ElectionWatch 2024: Sustainable investing perspectives on the US election

ElectionWatch 2024: Sustainable investing perspectives on the US election

Investments in renewable energy capacity have also been steadily increasing during the Biden administration, as they did when Trump was in office. In 2023, these reached USD 93bn, up from 47bn in 2016 (BNEF, 2024). This has financed a spike in new capacity, with wind generation up 87% in this period, and utility-scale solar up 356% (EIA, 2024). The annual growth rates were similar for both administrations, with a slight uptick during Trump’s four years in office versus Biden’s first three.

In discussing investor and corporate activity on sustainability topics, we would be remiss if we did not mention the adoption of diversity goals among listed US companies over time. US corporate diversity has also improved consistently during both the Trump and Biden administrations.

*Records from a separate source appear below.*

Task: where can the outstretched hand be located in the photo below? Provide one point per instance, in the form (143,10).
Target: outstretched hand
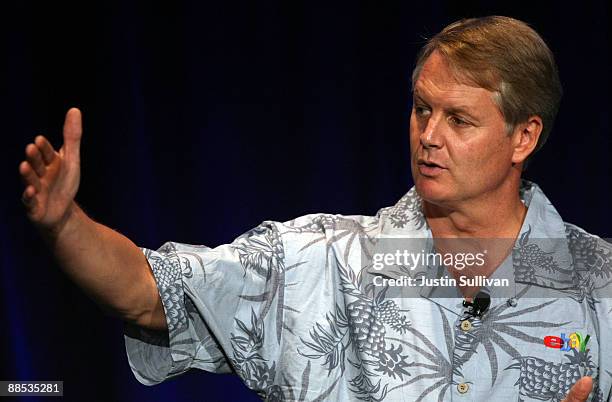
(52,178)
(580,391)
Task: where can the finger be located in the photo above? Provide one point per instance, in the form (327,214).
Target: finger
(29,177)
(72,135)
(28,198)
(580,391)
(46,149)
(34,156)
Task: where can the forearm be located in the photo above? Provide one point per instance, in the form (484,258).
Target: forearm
(109,267)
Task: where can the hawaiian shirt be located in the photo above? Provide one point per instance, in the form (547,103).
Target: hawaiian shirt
(288,308)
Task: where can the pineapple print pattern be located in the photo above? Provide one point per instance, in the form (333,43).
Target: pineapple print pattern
(168,273)
(367,330)
(528,258)
(407,209)
(547,381)
(589,253)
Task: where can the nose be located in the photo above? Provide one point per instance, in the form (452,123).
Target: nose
(430,135)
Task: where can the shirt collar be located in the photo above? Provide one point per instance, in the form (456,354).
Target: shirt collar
(541,254)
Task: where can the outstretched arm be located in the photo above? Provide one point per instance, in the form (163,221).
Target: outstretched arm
(105,264)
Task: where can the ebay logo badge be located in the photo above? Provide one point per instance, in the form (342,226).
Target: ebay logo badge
(575,340)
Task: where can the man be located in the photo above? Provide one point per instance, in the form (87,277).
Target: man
(290,307)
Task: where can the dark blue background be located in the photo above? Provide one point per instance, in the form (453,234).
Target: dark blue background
(203,119)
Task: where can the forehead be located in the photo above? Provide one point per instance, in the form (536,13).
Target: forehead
(439,83)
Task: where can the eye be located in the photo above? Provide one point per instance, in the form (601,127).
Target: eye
(421,110)
(458,122)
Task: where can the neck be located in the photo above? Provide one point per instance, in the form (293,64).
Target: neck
(498,214)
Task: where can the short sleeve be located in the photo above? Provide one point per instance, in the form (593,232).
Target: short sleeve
(202,290)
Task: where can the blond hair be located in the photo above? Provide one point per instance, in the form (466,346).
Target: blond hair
(507,57)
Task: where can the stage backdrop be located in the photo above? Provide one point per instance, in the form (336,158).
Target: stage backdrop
(202,119)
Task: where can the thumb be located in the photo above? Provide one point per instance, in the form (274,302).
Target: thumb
(580,391)
(73,131)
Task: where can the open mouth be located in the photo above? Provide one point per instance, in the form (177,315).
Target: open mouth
(429,164)
(429,168)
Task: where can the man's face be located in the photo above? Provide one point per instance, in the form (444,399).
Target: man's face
(459,147)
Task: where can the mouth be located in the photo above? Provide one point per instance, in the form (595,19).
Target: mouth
(429,168)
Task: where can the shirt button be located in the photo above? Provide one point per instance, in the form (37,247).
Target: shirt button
(463,388)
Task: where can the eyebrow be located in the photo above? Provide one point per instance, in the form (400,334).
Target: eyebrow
(459,109)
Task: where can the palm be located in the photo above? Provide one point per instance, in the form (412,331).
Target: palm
(52,178)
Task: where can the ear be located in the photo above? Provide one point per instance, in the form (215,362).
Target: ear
(525,138)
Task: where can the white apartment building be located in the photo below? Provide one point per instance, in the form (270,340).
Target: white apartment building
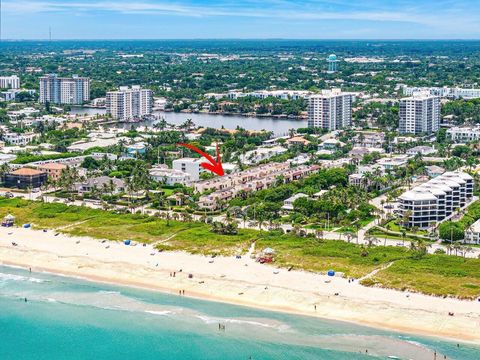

The share of female directors across S&P 500 companies reached 32% in 2023 (up from 23% in 2018, in the middle of Trump’s term), and racial and ethnic makeup reached 25% (versus 20% in 2018), according to a recent report by The Conference Board.

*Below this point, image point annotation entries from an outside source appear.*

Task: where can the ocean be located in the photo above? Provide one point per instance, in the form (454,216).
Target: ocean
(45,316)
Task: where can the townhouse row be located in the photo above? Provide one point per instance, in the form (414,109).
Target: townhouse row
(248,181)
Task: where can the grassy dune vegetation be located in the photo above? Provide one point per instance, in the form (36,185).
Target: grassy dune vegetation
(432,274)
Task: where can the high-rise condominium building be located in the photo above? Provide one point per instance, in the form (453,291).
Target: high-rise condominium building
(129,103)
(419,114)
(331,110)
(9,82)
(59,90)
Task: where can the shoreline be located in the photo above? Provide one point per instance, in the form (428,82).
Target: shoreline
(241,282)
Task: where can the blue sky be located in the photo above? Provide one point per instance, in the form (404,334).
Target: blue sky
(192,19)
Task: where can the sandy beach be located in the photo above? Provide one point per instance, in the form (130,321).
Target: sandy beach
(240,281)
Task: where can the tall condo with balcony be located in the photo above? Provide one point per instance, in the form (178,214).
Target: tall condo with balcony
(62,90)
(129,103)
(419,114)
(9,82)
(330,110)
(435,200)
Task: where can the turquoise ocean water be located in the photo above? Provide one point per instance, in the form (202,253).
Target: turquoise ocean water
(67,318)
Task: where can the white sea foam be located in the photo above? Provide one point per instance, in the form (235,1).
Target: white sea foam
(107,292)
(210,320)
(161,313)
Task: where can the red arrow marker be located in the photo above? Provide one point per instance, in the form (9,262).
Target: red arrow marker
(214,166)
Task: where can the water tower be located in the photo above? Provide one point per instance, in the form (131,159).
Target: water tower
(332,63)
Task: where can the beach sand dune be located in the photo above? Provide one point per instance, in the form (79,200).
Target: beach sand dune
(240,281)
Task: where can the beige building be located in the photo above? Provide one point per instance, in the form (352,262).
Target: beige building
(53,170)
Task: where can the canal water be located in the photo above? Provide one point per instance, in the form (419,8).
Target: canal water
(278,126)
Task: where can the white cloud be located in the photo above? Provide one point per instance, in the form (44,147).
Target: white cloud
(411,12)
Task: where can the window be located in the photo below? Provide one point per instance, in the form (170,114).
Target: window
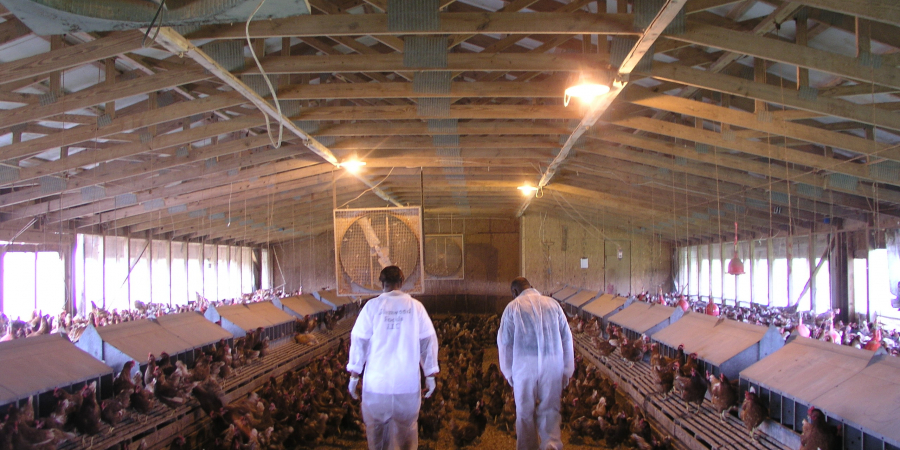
(139,270)
(19,285)
(210,276)
(879,285)
(760,273)
(266,271)
(22,294)
(115,273)
(703,286)
(180,292)
(161,283)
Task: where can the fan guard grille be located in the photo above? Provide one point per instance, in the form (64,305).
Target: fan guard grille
(367,240)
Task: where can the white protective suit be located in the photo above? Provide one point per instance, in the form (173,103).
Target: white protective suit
(392,337)
(537,357)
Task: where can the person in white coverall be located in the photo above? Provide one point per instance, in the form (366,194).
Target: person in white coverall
(537,359)
(392,337)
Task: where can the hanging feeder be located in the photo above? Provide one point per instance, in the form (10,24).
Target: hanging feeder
(735,266)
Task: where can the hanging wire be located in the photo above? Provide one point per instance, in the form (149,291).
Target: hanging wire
(160,15)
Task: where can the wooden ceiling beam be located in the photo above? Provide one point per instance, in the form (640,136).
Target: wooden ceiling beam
(421,128)
(122,151)
(101,94)
(382,112)
(119,125)
(333,91)
(776,126)
(456,62)
(869,114)
(787,53)
(885,11)
(451,23)
(68,57)
(735,169)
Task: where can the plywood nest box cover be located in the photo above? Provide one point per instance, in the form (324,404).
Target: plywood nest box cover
(604,306)
(857,387)
(302,305)
(135,340)
(564,293)
(240,318)
(726,346)
(330,297)
(42,363)
(641,318)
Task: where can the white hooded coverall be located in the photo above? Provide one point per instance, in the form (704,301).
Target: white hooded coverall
(536,356)
(391,338)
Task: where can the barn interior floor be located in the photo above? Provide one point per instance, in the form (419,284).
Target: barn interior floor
(493,437)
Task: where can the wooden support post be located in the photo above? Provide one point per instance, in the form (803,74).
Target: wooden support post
(863,37)
(759,76)
(770,251)
(802,39)
(748,264)
(56,43)
(151,105)
(811,251)
(110,109)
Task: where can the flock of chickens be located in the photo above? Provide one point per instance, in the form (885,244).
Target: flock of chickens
(681,375)
(74,326)
(164,380)
(311,405)
(825,326)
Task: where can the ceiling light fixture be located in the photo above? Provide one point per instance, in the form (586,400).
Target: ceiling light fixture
(586,86)
(352,165)
(527,189)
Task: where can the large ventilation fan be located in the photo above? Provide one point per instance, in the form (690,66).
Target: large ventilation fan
(444,257)
(368,240)
(48,17)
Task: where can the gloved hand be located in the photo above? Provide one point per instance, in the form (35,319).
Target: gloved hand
(354,381)
(431,385)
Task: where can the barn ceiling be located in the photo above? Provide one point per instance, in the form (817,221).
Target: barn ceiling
(777,115)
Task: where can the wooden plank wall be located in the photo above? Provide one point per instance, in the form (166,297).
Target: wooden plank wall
(491,262)
(305,263)
(552,250)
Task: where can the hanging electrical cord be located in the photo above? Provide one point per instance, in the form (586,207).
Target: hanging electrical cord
(272,89)
(160,14)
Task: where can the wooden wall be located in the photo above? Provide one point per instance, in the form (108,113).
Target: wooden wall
(552,250)
(491,262)
(306,263)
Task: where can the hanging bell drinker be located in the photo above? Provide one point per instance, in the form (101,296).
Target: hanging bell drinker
(735,266)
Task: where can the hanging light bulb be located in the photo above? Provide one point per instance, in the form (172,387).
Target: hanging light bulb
(586,86)
(735,266)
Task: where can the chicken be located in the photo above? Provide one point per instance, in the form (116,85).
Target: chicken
(818,434)
(87,419)
(603,347)
(632,352)
(470,430)
(723,393)
(663,378)
(752,412)
(142,399)
(123,382)
(693,389)
(112,410)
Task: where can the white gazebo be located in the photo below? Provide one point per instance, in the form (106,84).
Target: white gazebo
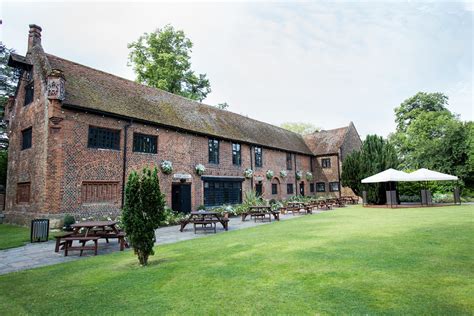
(390,176)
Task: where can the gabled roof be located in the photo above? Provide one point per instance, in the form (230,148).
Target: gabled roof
(326,141)
(95,90)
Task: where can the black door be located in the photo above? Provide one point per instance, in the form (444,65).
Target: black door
(302,188)
(259,189)
(181,198)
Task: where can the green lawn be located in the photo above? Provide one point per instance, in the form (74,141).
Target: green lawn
(13,236)
(351,260)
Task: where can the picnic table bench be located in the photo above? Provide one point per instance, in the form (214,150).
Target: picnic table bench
(203,219)
(83,240)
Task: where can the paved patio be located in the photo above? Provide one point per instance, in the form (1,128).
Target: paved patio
(42,254)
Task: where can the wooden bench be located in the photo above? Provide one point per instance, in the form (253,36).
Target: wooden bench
(83,240)
(60,240)
(204,224)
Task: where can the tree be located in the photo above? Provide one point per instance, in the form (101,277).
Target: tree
(420,102)
(8,81)
(143,211)
(300,127)
(429,136)
(375,155)
(161,59)
(222,106)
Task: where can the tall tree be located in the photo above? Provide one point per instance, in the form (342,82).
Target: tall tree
(428,135)
(8,82)
(375,155)
(300,127)
(143,211)
(162,59)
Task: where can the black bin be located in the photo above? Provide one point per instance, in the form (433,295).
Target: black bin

On the development cooperation side, USAID’s budgetary resources (as stated in their annual financial reports) rose from USD 27bn in 2016 to nearly USD 52bn in 2023, reflecting the growth in funding needs and opportunities across emerging and frontier markets.

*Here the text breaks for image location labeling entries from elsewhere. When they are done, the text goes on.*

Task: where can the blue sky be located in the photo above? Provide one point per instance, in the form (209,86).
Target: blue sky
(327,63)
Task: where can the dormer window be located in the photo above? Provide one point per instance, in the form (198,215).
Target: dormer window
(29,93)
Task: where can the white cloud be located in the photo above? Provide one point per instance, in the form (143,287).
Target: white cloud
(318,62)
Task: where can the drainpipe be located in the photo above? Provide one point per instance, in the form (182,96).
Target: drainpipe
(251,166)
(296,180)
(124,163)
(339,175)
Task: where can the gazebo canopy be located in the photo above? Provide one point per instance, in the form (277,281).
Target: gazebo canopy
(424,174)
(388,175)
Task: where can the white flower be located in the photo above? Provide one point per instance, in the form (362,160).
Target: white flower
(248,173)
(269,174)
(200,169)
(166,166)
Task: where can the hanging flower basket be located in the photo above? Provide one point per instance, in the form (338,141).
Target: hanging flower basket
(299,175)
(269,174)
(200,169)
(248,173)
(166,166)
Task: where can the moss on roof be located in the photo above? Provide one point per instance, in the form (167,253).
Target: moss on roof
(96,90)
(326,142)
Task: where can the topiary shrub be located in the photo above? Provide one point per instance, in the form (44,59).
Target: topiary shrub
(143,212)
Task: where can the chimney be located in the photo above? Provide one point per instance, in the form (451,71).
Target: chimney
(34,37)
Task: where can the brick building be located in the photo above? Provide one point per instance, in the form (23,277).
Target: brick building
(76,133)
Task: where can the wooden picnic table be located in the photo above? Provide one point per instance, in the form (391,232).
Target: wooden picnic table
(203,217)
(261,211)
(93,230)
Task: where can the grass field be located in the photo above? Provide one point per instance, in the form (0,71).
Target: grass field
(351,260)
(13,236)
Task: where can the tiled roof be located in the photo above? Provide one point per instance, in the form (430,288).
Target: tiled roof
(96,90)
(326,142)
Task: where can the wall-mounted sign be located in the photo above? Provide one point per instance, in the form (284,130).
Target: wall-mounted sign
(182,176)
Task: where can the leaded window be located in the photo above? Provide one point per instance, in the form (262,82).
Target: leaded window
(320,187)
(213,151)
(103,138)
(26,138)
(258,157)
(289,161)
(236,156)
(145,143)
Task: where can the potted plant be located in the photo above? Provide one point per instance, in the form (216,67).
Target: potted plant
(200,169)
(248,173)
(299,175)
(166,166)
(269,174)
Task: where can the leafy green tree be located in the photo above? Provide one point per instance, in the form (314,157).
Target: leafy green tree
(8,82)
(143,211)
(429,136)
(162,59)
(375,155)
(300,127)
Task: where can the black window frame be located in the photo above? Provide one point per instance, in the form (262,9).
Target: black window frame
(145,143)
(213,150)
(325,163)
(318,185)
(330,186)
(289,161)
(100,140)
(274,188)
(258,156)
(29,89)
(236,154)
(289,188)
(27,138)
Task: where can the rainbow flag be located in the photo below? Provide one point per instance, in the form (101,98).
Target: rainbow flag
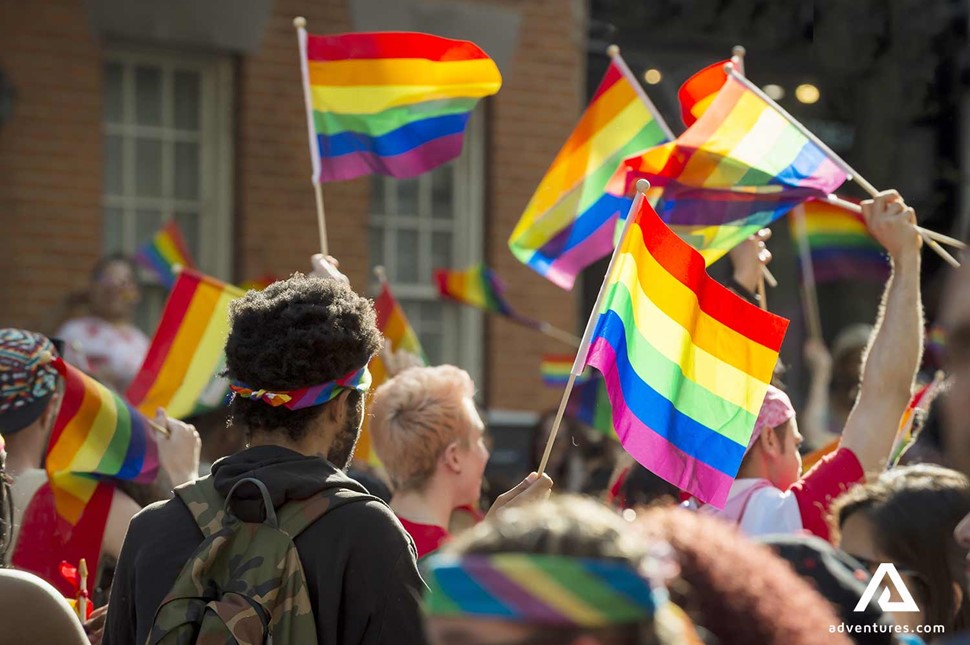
(477,286)
(96,435)
(390,103)
(839,244)
(570,220)
(739,167)
(181,370)
(698,92)
(590,403)
(400,336)
(555,371)
(165,251)
(686,361)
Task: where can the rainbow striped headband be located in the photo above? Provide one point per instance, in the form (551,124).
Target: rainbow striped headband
(309,396)
(539,589)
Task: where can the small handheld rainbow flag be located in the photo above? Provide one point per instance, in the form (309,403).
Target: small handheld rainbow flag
(96,435)
(839,244)
(570,220)
(165,251)
(739,167)
(393,103)
(181,371)
(477,286)
(400,337)
(686,361)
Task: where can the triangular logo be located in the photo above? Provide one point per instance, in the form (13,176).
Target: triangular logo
(907,604)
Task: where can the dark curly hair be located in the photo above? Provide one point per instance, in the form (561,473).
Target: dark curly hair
(296,333)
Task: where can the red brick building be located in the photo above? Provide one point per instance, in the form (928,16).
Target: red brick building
(117,115)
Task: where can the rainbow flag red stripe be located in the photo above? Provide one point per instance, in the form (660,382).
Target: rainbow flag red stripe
(840,245)
(96,435)
(392,103)
(181,370)
(686,361)
(164,252)
(740,166)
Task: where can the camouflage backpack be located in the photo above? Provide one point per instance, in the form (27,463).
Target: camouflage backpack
(245,583)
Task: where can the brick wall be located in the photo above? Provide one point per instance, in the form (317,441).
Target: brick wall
(50,158)
(51,167)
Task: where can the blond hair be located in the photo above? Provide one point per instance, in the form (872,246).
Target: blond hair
(416,415)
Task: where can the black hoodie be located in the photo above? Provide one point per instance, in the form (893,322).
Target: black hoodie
(359,561)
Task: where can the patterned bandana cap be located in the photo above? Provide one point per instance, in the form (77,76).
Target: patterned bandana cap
(26,382)
(539,589)
(309,396)
(776,410)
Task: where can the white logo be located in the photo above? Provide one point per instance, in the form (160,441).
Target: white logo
(907,604)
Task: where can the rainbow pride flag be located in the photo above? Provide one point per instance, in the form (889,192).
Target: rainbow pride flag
(96,435)
(477,286)
(399,337)
(390,103)
(181,370)
(698,92)
(165,251)
(840,245)
(686,361)
(570,220)
(739,167)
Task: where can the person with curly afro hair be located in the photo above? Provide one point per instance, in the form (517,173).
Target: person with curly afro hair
(296,358)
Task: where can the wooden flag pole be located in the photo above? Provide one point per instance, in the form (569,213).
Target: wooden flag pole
(809,292)
(850,172)
(580,363)
(300,24)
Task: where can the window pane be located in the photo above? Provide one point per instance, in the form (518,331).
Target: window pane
(442,189)
(407,256)
(186,171)
(189,225)
(441,251)
(113,231)
(407,197)
(187,100)
(113,102)
(147,223)
(148,96)
(148,168)
(113,166)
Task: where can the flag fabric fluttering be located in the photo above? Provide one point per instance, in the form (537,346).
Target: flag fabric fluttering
(698,92)
(570,220)
(96,436)
(840,245)
(686,361)
(740,166)
(399,337)
(392,103)
(181,371)
(164,252)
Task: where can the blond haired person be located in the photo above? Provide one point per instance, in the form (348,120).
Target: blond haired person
(430,438)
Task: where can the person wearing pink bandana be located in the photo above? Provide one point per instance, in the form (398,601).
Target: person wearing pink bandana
(770,495)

These examples illustrate a fundamental trend that has an economic and geopolitical foundation and is likely to be independent of election outcomes, as long as investors continue to see the potential for long-term financial returns and opportunities across sustainability and sustainable investments (regardless of whether they are explicitly referred to as “ESG” or not).

In addition to secular trends, it might be worth considering how the more polarized parts of the public respond. Under our “Red wave” scenario, we think it is possible that more private endowment and private foundation assets with a focus on environmental or social issues flow into SI strategies, at least near term, even in the case of reduced activity from state pension funds.

One way to illustrate this is to parallel investors’ potential reaction to some of the evolution in the philanthropy space, where private individuals and families have been largely driving capital flows. According to Giving USA, charitable giving has increased by nearly 30% since 2019, with corporate giving showing the highest growth rates, and individual donors contributing the largest total share. Anecdotally, according to various media reports, donations to Planned Parenthood and similar charitable organizations significantly increased in the early days of the Trump administration, and more recently after the overturn of Roe v. Wade.

Assumptions on both secular and emotional responses carry a degree of risk. Shorter-term market conditions—such as interest rates and inflation—will continue to impact sustainable investments just as they do conventional capital allocations regardless of fundamental trends. In addition, very drastic policy changes—such as complete repeal of IRA or removal of tax benefits for charitable contributions—might pose challenges to continued growth in sustainable investment and philanthropy flows.